The nation’s comptroller general and a keynote speaker of the tour, David Walker, says deficits will be unparalleled in the future should we fail to make key changes now. “We are devastating opportunities for the younger generation.”
Over the next 25 years, our nation will experience an unprecedented demographic shift. Those 65 and over will swell from 12 percent to 20 percent of the population, while the percentage of working age citizens will shrink. This means that one of the main drivers of economic growth – an expanding workforce – is in jeopardy.

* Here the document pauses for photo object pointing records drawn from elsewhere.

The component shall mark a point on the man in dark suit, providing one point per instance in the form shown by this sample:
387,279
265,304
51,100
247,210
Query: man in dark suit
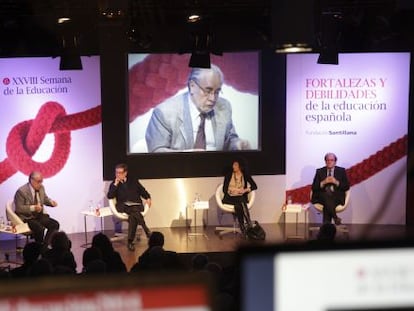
29,201
129,192
328,188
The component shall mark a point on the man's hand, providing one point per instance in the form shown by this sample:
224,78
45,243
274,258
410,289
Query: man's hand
243,144
38,208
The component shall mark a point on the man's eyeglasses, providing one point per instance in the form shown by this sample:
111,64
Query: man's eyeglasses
208,92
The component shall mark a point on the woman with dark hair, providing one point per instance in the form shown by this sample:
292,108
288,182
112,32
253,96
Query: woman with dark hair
237,184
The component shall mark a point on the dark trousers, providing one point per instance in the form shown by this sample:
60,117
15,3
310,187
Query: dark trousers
241,211
38,226
329,202
135,218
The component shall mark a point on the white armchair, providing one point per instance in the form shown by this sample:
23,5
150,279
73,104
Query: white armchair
19,225
124,216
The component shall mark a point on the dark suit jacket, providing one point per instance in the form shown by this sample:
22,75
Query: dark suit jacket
339,191
24,198
132,190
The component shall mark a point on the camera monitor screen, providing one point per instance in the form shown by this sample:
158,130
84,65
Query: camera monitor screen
168,100
353,276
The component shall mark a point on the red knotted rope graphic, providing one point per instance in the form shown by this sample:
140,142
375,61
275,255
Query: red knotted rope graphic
363,170
25,138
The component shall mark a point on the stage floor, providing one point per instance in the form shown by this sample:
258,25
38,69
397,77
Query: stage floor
182,240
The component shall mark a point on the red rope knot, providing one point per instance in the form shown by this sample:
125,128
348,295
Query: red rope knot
26,137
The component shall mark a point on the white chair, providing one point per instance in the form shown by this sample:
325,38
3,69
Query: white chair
124,217
20,227
339,208
229,208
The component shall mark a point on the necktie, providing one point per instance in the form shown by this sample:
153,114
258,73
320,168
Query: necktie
36,198
200,142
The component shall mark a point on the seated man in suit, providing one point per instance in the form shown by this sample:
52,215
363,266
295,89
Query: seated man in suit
328,188
29,201
197,120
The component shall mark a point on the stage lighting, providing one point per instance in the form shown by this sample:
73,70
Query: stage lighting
293,26
329,57
70,61
70,58
200,59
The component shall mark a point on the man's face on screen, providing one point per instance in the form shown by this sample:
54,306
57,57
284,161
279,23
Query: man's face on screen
330,161
206,90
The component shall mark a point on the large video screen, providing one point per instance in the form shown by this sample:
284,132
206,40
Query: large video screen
166,97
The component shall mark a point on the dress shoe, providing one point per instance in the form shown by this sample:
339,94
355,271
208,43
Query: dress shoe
131,246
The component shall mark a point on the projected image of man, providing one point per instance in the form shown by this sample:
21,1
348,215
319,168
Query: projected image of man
328,188
198,120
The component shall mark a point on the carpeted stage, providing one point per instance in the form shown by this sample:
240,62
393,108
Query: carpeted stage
218,249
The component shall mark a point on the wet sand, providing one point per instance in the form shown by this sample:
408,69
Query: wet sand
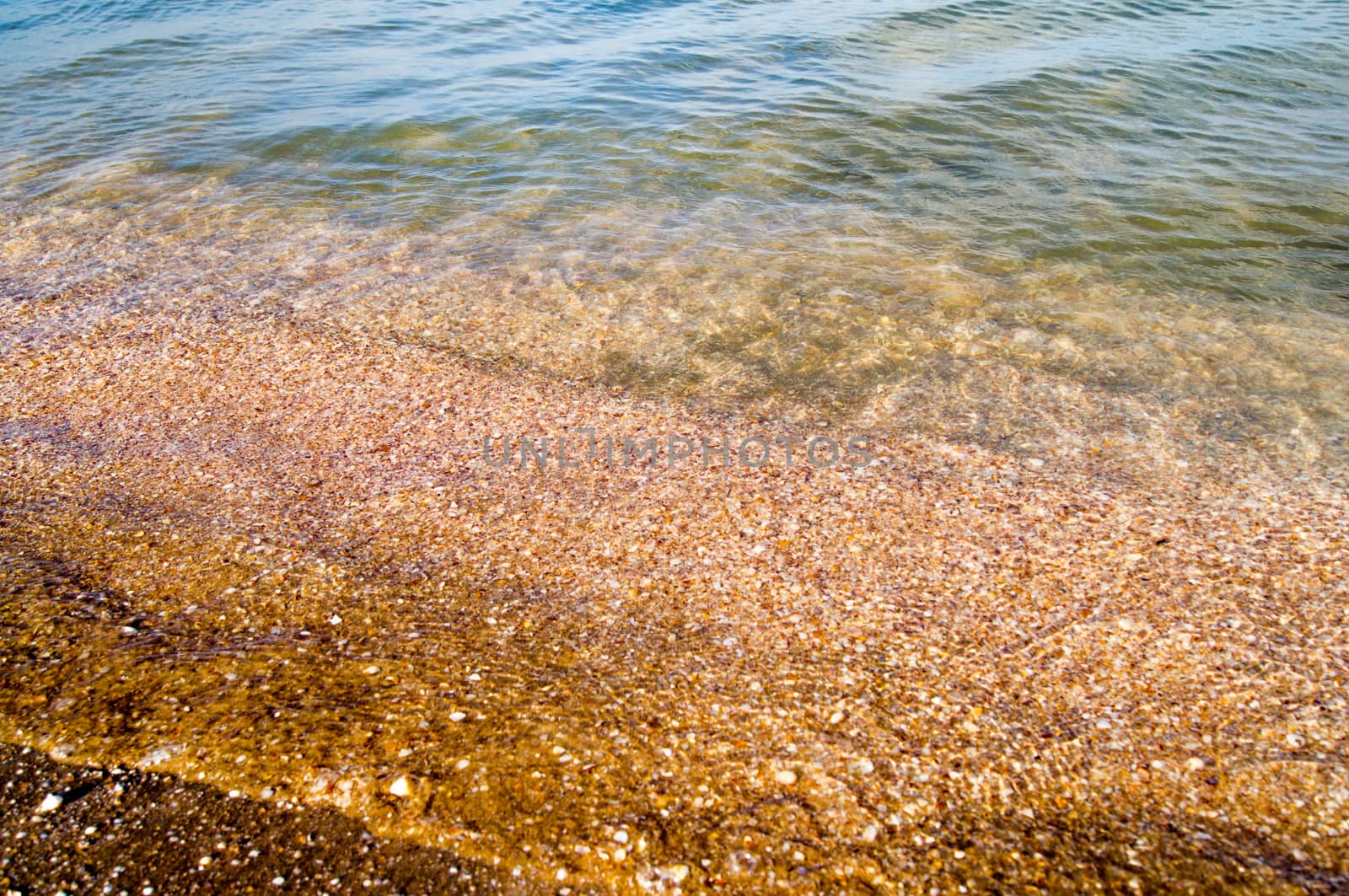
267,556
127,831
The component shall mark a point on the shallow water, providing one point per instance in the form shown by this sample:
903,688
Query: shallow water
762,206
255,254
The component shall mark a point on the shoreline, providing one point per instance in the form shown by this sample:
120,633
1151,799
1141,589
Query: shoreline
953,667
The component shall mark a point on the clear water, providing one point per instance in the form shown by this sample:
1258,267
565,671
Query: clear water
749,202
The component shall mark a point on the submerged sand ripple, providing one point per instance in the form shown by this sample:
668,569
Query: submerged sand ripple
269,555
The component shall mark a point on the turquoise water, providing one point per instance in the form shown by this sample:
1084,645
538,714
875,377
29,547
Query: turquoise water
806,197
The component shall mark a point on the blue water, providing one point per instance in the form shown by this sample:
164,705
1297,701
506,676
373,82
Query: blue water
820,199
1194,145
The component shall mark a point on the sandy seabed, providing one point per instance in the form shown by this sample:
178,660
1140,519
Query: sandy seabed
269,556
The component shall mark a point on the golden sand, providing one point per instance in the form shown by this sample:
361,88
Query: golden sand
265,554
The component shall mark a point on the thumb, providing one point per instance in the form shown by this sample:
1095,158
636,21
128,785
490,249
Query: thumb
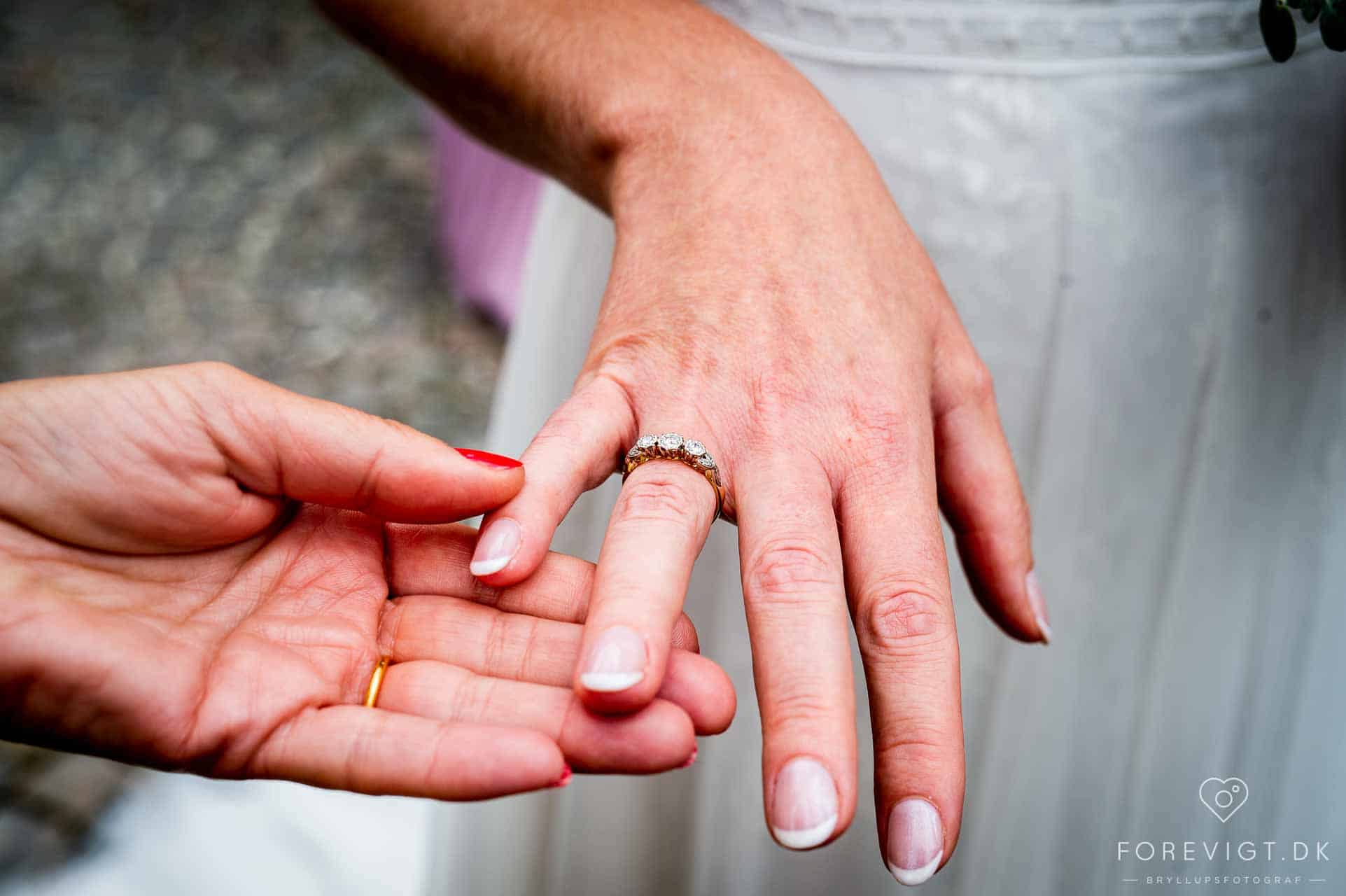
280,444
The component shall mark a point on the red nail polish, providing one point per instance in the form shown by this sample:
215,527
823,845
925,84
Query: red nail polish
500,462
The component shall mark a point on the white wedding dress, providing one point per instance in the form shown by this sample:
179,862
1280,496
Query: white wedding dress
1142,221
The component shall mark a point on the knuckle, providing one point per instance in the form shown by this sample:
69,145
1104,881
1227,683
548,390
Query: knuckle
786,568
216,372
978,384
659,497
797,708
901,617
918,747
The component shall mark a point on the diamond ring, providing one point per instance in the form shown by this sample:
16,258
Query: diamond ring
671,446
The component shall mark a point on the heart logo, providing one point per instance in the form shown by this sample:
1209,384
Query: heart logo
1224,795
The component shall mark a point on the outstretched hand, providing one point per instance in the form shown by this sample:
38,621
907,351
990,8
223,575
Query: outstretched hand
201,570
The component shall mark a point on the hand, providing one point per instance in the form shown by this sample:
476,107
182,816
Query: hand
167,598
769,300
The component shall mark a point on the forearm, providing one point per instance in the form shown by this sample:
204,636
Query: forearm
579,88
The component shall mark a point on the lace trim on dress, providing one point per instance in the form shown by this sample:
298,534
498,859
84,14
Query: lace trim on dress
1034,38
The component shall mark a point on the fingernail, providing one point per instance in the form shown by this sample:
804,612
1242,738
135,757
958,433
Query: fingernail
916,841
489,459
1039,606
496,547
617,661
804,804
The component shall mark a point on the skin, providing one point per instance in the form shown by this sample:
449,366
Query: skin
768,299
199,570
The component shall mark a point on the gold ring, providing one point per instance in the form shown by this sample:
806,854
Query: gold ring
376,681
671,446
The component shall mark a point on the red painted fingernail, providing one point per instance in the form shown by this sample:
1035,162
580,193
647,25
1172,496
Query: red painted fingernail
692,758
500,462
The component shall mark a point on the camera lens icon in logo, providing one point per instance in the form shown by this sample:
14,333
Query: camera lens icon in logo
1224,795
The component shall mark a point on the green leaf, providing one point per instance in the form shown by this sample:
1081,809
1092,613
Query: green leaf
1277,26
1334,30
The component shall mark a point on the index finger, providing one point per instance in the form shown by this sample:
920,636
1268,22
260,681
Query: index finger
659,525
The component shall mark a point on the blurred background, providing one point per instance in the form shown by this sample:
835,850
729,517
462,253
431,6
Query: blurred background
221,181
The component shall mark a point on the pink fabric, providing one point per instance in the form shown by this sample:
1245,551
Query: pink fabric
488,204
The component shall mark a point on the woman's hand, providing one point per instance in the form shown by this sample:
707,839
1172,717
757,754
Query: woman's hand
768,299
773,304
197,570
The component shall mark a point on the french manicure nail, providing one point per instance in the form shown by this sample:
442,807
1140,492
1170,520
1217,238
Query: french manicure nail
804,804
496,547
916,841
615,662
500,462
1039,606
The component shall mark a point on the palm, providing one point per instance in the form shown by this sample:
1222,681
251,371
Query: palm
181,607
205,655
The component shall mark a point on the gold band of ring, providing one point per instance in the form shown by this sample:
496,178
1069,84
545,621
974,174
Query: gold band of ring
376,682
689,452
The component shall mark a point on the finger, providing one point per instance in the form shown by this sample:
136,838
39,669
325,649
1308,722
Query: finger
574,451
980,494
500,645
898,585
657,528
801,653
280,444
657,739
433,560
374,751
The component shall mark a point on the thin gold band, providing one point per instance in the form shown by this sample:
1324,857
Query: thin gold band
376,682
689,452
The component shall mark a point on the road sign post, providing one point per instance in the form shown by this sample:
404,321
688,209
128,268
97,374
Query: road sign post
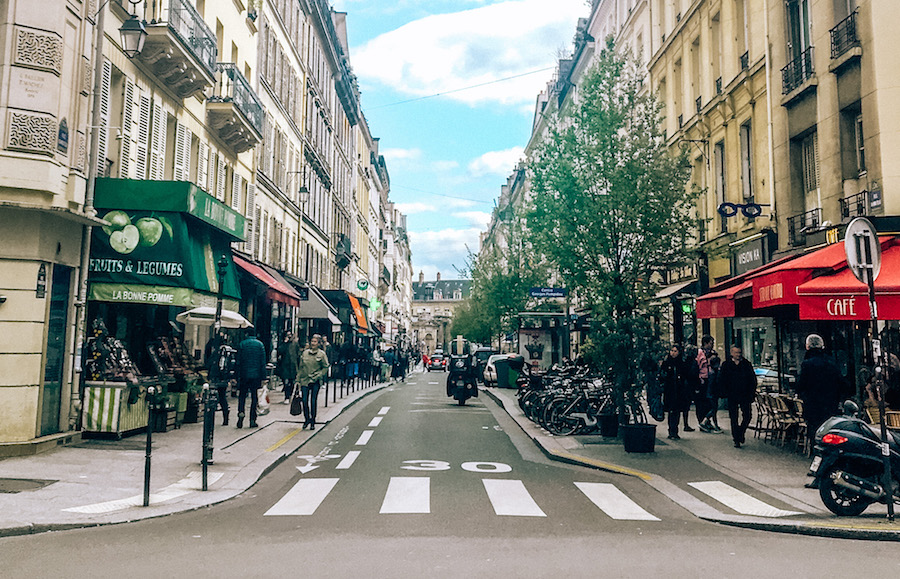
864,259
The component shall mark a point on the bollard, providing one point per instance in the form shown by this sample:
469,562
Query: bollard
151,404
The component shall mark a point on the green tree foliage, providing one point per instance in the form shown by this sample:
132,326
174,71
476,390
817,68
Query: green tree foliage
610,202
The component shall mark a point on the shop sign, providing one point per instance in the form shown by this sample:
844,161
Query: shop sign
157,248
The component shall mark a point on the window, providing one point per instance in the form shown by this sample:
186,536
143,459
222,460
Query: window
746,163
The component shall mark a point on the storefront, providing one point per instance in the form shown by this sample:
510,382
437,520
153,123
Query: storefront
159,256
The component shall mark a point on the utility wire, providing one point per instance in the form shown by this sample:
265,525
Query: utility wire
461,89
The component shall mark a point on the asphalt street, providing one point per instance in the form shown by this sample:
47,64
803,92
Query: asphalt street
408,484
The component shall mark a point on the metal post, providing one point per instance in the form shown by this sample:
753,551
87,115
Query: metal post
151,398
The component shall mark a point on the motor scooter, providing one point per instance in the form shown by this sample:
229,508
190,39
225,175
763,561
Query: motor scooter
461,382
848,463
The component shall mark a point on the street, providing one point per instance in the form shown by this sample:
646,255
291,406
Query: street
408,484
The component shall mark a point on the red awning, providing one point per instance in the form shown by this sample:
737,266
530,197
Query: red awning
277,291
842,297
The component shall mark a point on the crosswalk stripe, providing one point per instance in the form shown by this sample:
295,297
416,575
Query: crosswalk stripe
348,460
614,502
738,500
407,495
510,497
304,497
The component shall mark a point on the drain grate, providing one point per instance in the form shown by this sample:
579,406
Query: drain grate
18,485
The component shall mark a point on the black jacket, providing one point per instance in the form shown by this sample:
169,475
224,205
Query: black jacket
737,382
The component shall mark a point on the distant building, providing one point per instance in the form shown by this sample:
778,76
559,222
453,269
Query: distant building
434,303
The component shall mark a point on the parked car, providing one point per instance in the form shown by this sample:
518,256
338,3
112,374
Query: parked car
437,362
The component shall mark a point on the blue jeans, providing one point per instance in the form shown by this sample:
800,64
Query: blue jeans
310,394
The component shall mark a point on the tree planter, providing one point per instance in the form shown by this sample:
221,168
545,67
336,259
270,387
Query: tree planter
609,425
639,437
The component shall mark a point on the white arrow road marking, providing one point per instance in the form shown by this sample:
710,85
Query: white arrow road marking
304,498
739,501
614,502
407,495
510,497
348,460
187,485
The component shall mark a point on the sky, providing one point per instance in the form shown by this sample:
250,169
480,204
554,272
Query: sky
449,147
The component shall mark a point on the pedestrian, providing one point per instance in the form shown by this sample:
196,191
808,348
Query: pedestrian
737,382
819,385
692,384
710,383
220,364
251,370
672,377
286,364
311,369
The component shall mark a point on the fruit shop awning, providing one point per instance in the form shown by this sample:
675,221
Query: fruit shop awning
277,290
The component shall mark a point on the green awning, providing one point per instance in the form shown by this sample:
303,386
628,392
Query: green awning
174,196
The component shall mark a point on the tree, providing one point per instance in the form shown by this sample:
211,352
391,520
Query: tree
610,203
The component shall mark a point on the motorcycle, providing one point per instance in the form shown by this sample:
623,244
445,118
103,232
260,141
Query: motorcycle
848,463
461,382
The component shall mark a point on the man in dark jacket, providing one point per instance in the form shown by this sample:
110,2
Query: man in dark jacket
819,385
737,381
251,370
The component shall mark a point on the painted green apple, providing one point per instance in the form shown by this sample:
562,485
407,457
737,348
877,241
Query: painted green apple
151,231
125,240
117,221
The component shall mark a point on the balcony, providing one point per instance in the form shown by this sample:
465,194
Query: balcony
797,71
855,206
234,110
180,48
798,225
844,36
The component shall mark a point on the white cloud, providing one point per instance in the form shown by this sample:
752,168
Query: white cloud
496,162
447,52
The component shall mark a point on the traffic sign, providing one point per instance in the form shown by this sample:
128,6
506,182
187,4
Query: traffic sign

Even more alarming, the ratio of workers paying into Social Security and Medicare relative to the number of people drawing benefits will fall by one-third. There is no plan to pay for this except running up the national debt.
How did we get so muddled up? Entitlement mentality and fiscal irresponsibility have been the main drivers.
On paper, balancing the budget is not a difficult feat. Politicians know how to rein in government spending, just as they know how to manage their personal spending. But like a 16-year-old carrying daddy’s credit card, the consequences of mismanagement seem remote but the short-term rewards are immediate.
The last thing any politician wants to do is go on the campaign trail proclaiming an end to the free lunches baby boomers have grown accustomed to.
Nevertheless, debt is not a painless alternative to taxes. Putting off payments shifts the burden from one generation to the next, only with the certainty that it will be far greater.
The inescapable reality is that politicians and voters are creating and expanding programs with someone else’s money. This is not about ideology; it is mathematics. Our current rate of spending is simply not sustainable!
Now is the time for Americans to wake up and fight to leave our children a positive fiscal legacy. Repealing America’s growing “birth tax” by demanding fiscal responsibility from our elected officials is a legacy our children and grandchildren will thank us for.
Amber Gunn is a policy analyst for the Olympia-based Evergreen Freedom Foundation’s Economic Policy Center (www.effwa.org).